- Born: 1 July 1998 (age 28)
- Occupations: Singer; voice actress;
- Years active: 2012–present
- Agent: Crocodile
- Notable work: Idol Bu Show as Mina; Kizuna no Allele as Ellie;
- Musical career
- Genres: J-Pop; anison;
- Instrument: Vocals
- Years active: 2012–present
- Label: Rocket Beats
- Formerly of: Party Rockets GT

= Haruka Yoshiki =

Japanese singer and voice actress

Haruka Yoshiki (吉木 悠佳, Yoshiki Haruka) is a Japanese singer and voice actress affiliated with Crocodile. She was the leader of the local idol group Party Rockets GT, and she later started solo singing and voice acting careers, starring as Mina in Idol Bu Show and as Ellie in Kizuna no Allele.

==Biography==
Haruka Yoshiki, a native of Sendai, was born on 1 July 1998. She was originally a member of B Sharp before she was tapped to join the local idol group Party Rockets GT in 2012. She was also the group's leader, under the stage name Haruka (stylized in all-caps). She had originally planned to be a voice actress, but decided to focus on Party Rockets GT instead of continuing her education beyond high school or her voice acting lessons.

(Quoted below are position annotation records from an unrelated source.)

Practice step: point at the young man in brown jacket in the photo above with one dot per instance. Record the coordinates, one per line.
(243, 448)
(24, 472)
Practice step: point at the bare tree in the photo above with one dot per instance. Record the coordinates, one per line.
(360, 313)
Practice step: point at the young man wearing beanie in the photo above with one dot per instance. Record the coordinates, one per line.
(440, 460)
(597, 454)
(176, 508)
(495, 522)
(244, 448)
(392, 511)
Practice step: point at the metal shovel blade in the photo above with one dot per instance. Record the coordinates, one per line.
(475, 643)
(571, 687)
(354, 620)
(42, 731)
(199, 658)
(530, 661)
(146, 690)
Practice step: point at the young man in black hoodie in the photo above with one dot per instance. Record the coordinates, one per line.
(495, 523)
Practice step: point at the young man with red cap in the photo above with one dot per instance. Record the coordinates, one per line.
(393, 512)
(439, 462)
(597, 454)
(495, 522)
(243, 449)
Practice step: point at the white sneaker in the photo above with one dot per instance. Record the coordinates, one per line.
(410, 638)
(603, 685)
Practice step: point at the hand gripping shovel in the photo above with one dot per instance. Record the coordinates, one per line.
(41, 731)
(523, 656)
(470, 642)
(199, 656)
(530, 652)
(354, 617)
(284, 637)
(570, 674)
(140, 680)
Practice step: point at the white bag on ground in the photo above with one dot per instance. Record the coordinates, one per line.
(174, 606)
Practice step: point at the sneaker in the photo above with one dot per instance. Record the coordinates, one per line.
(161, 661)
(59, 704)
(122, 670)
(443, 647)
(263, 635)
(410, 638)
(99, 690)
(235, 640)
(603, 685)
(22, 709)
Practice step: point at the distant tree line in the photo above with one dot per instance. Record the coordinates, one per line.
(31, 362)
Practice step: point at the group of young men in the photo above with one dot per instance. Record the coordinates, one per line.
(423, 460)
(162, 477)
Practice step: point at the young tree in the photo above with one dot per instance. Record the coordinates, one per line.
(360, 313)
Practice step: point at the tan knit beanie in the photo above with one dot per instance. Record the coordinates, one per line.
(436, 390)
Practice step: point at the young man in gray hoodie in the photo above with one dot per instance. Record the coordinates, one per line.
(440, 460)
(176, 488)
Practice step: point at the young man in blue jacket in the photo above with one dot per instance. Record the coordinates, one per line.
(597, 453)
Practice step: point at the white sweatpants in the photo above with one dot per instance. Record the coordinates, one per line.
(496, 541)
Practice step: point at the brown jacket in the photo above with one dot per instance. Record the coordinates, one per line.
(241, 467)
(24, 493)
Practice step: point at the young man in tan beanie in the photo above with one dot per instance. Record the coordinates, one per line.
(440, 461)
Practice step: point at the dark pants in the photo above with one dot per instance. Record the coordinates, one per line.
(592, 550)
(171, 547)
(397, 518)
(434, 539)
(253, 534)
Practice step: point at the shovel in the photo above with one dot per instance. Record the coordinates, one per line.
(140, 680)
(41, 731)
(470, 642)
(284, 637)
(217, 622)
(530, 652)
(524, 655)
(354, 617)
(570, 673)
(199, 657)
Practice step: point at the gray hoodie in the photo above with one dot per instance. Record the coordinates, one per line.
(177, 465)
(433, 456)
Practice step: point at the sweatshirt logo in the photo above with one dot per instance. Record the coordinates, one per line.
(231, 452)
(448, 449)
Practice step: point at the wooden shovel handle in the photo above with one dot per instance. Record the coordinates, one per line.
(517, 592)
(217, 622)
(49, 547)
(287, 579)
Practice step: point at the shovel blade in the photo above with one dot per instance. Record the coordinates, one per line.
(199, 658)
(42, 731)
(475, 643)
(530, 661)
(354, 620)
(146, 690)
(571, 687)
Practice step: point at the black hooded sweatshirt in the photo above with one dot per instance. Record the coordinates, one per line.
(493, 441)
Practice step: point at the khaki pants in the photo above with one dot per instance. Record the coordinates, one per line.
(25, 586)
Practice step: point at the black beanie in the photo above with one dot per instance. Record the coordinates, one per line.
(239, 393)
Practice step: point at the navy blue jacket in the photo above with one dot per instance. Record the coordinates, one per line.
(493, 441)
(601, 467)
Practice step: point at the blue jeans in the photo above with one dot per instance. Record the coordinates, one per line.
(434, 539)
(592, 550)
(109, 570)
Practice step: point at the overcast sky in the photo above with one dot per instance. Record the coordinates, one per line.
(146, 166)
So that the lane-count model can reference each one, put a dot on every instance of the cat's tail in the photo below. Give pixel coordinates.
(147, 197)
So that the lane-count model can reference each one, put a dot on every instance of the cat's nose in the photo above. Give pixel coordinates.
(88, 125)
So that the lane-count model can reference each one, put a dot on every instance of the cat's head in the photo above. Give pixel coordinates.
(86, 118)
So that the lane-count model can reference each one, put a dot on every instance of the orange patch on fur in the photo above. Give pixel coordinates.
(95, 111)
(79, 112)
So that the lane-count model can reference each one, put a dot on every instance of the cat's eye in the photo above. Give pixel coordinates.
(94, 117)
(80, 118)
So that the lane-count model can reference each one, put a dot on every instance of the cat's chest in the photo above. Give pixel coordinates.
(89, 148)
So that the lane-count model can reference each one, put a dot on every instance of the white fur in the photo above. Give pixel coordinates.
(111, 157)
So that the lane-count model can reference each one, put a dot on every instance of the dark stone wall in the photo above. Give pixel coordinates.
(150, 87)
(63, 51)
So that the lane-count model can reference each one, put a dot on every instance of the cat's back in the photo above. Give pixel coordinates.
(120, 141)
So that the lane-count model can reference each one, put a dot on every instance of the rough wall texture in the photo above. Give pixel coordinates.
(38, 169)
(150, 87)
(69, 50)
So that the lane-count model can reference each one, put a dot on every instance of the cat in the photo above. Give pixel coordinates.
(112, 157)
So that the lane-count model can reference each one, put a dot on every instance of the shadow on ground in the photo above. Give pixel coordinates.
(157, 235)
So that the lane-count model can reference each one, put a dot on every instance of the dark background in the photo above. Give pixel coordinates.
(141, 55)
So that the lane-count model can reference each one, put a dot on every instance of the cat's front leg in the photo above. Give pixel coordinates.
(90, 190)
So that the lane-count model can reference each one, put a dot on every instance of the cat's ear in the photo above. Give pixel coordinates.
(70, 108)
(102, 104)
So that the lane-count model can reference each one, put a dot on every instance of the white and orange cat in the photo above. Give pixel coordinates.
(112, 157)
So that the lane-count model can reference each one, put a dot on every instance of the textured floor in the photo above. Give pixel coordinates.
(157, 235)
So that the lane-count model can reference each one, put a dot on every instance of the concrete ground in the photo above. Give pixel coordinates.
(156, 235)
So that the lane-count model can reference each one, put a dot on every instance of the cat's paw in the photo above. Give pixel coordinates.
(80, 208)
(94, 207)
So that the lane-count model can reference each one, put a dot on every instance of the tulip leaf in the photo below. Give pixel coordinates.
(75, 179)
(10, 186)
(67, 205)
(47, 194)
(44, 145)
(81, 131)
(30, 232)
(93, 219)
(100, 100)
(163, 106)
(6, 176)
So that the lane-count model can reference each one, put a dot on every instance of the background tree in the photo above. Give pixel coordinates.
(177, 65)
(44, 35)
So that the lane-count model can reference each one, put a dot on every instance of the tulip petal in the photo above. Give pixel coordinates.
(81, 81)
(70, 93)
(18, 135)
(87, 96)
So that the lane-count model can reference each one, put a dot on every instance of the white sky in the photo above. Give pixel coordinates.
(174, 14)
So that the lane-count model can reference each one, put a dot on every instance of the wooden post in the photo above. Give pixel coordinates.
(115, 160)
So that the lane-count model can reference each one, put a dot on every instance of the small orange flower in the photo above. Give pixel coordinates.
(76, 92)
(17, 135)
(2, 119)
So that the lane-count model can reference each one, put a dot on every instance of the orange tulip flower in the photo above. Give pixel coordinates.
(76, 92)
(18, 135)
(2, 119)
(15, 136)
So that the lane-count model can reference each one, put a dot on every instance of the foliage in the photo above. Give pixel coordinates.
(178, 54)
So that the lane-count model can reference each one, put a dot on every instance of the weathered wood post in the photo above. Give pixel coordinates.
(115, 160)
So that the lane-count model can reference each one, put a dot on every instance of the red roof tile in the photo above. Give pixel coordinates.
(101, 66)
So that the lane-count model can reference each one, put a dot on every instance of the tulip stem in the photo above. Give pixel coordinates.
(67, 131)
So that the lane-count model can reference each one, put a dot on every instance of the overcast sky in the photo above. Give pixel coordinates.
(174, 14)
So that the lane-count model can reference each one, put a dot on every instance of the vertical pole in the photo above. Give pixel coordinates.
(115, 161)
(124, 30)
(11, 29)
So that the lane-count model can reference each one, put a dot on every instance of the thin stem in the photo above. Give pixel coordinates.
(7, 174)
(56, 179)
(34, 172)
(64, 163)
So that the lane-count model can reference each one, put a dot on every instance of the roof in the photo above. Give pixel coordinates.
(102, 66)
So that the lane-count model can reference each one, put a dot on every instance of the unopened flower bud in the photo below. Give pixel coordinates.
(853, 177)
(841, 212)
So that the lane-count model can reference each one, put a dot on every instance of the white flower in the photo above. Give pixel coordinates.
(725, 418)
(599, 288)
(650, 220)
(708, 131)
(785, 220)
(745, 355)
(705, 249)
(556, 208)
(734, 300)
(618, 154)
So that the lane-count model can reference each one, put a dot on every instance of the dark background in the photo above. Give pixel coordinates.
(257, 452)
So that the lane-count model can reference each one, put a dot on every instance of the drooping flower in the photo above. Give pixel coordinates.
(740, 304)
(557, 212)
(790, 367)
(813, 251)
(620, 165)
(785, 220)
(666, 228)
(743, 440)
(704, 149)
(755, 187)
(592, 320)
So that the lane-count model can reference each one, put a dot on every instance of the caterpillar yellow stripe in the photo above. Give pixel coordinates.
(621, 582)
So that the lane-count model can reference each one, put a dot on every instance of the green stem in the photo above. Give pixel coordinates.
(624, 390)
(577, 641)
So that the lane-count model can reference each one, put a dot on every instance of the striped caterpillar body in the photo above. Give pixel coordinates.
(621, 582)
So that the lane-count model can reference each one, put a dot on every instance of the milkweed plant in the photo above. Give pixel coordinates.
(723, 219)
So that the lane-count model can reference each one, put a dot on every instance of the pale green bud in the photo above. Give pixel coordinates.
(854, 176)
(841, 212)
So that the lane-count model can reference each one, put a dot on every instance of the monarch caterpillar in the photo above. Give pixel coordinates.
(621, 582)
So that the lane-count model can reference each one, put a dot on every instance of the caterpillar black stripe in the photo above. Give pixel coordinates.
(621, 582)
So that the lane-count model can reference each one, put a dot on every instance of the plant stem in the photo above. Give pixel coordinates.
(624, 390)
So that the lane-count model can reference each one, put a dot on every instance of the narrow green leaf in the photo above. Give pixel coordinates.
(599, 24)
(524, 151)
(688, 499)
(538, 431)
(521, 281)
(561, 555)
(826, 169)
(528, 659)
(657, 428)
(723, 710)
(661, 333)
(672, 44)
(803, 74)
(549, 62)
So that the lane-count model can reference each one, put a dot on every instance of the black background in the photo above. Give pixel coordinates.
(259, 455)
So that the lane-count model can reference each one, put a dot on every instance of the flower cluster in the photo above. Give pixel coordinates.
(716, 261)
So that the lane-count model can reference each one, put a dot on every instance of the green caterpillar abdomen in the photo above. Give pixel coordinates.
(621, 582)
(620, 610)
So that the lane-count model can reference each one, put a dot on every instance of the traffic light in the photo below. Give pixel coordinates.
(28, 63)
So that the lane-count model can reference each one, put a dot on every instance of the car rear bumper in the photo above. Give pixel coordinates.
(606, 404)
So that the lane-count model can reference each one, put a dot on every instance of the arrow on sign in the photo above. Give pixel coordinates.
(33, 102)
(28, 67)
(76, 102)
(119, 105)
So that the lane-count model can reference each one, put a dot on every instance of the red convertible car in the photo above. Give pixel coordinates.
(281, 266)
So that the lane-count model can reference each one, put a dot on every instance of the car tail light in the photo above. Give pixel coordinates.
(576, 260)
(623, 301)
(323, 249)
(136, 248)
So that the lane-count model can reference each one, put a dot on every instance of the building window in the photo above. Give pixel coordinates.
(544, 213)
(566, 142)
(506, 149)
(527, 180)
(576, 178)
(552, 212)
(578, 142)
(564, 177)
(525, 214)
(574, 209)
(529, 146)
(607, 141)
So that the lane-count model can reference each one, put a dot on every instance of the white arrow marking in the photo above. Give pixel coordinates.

As the only Party Rockets GT member who did not reserve time for school, she was the busiest member and decided to start a solo career after receiving staff encouragement to do so. On 21 April 2017, a music video for her solo debut song "Daybreak" was released. On 29 April 2017, her solo debut performance "Yoshiki Now" was held at Club Crawl in Shibuya. On 1 July 2017 (her 19th birthday), her solo debut concert Grown Up was held at Shibuya Take Off 7. On 8 November 2017, her solo debut album Yoshiki Now was released from Rocket Beats., with a release commemoration event held at Tower Records' Shibuya store on the same day. In 2018, she collaborated with Aili on two songs, "Blue" (released on 28 March) and "Twenty" (released on 27 June).

In June 2022, she was cast as Mina (part of the group It's Your Cider) in the film adaptation of the Idol Bu Show franchise. In September 2022, she was cast as Ellie in Kizuna no Allele. In December 2022, she was cast in the rōdoku-geki drama Echo at Kiwa Tennoz, Tokyo.

==Filmography==
===Animated television===
- 2022
- Dropkick on My Devil! X, Taishō Kōtsū employees
- Lucifer and the Biscuit Hammer, male friend

- 2023
- Kizuna no Allele, Ellie

===Animated film===
- 2022
- Idol Bu Show, Mina

===Video games===
- 2022
- Black Stella Inferno, Yulia Pelevin Yamada
- The Legend of Heroes: Trails Through Daybreak II, Ariya, etc.